A New Academic Word List

A New Academic Word List

AVERIL COXHEAD Victoria University of Wellington Wellington, New Zealand

This article describes the development and evaluation of a new academic word list (Coxhead, 1998), which was compiled from a corpus of 3.5 million running words of written academic text by examining the range and frequency of words outside the first 2,000 most frequently occurring words of English, as described by West (1953). The AWL contains 570 word families that account for approximately 10.0% of the total words (tokens) in academic texts but only 1.4% of the total words in a fiction collection of the same size. This difference in coverage provides evidence that the list contains predominantly academic words. By highlighting the words that university students meet in a wide range of academic texts, the AWL shows learners with academic goals which words are most worth studying. The list also provides a useful basis for further research into the nature of academic vocabulary.

One of the most challenging aspects of vocabulary learning and teaching in English for academic purposes (EAP) programmes is making principled decisions about which words are worth focusing on during valuable class and independent study time. Academic vocabulary causes a great deal of difficulty for learners (Cohen, Glasman, RosenbaumCohen, Ferrara, & Fine, 1988) because students are generally not as familiar with it as they are with technical vocabulary in their own fields and because academic lexical items occur with lower frequency than general-service vocabulary items do (Worthington & Nation, 1996; Xue & Nation, 1984).

The General Service List (GSL) (West, 1953), developed from a corpus of 5 million words with the needs of ESL/EFL learners in mind, contains the most widely useful 2,000 word families in English. West used a variety of criteria to select these words, including frequency, ease of learning, coverage of useful concepts, and stylistic level (pp. ix?x). The GSL has been criticised for its size (Engels, 1968), age (Richards, 1974), and need for revision (Hwang, 1989). Despite these criticisms, the GSL covers up to 90% of fiction texts (Hirsh, 1993), up to 75% of nonfiction texts (Hwang, 1989), and up to 76% of the Academic Corpus (Coxhead,

TESOL QUARTERLY Vol. 34, No. 2, Summer 2000

213

1998), the corpus of written academic English compiled for this study. There has been no comparable replacement for the GSL up to now.

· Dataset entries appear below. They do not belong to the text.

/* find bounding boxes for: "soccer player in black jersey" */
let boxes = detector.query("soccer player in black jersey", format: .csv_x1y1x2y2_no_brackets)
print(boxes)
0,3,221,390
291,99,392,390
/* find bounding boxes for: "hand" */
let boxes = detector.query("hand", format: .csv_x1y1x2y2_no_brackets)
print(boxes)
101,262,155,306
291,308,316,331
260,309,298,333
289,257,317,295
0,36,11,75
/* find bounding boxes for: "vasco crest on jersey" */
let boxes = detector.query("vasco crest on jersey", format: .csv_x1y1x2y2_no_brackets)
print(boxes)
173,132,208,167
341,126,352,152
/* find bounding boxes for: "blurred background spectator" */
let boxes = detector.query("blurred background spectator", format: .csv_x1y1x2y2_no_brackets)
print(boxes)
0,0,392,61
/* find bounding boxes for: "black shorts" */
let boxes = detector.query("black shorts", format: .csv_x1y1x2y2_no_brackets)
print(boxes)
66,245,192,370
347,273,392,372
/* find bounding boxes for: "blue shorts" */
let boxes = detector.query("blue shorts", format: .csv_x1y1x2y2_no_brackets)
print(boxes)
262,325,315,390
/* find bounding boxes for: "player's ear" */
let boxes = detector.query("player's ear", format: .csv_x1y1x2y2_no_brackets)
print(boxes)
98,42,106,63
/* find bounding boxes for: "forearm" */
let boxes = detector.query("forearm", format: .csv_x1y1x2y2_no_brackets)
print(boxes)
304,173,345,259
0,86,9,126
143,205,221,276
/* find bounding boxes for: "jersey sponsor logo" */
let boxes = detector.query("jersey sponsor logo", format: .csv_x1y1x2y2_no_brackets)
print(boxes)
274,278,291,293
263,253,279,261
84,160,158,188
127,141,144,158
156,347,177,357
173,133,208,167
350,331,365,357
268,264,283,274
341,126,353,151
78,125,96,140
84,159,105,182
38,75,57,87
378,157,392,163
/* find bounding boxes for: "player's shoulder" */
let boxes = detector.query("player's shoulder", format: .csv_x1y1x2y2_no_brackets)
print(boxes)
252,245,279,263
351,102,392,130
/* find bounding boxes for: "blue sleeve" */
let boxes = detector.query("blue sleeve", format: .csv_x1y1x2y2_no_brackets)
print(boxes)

Academic words (e.g., substitute, underlie, establish, inherent) are not highly salient in academic texts, as they are supportive of but not central to the topics of the texts in which they occur. A variety of word lists have been compiled either by hand or by computer to identify the most useful words in an academic vocabulary. Campion and Elley (1971) and Praninskas (1972) based their lists on corpora and identified words that occurred across a range of texts whereas Lynn (1973) and Ghadessy (1979) compiled word lists by tracking student annotations above words in textbooks. All four studies were developed without the help of computers. Xue and Nation (1984) created the University Word List (UWL) by editing and combining the four lists mentioned above. The UWL has been widely used by learners, teachers, course designers, and researchers. However, as an amalgam of the four different studies, it lacked consistent selection principles and had many of the weaknesses of the prior work. The corpora on which the studies were based were small and did not contain a wide and balanced range of topics.

An academic word list should play a crucial role in setting vocabulary goals for language courses, guiding learners in their independent study, and informing course and material designers in selecting texts and developing learning activities. However, given the problems with currently available academic vocabulary lists, there is a need for a new academic word list based on data gathered from a large, well-designed corpus of academic English. The ideal word list would be divided into smaller, frequency-based sublists to aid in the sequencing of teaching and in materials development. A word list based on the occurrence of word families in a corpus of texts representing a variety of academic registers can provide information about how words are actually used (Biber, Conrad, & Reppen, 1994).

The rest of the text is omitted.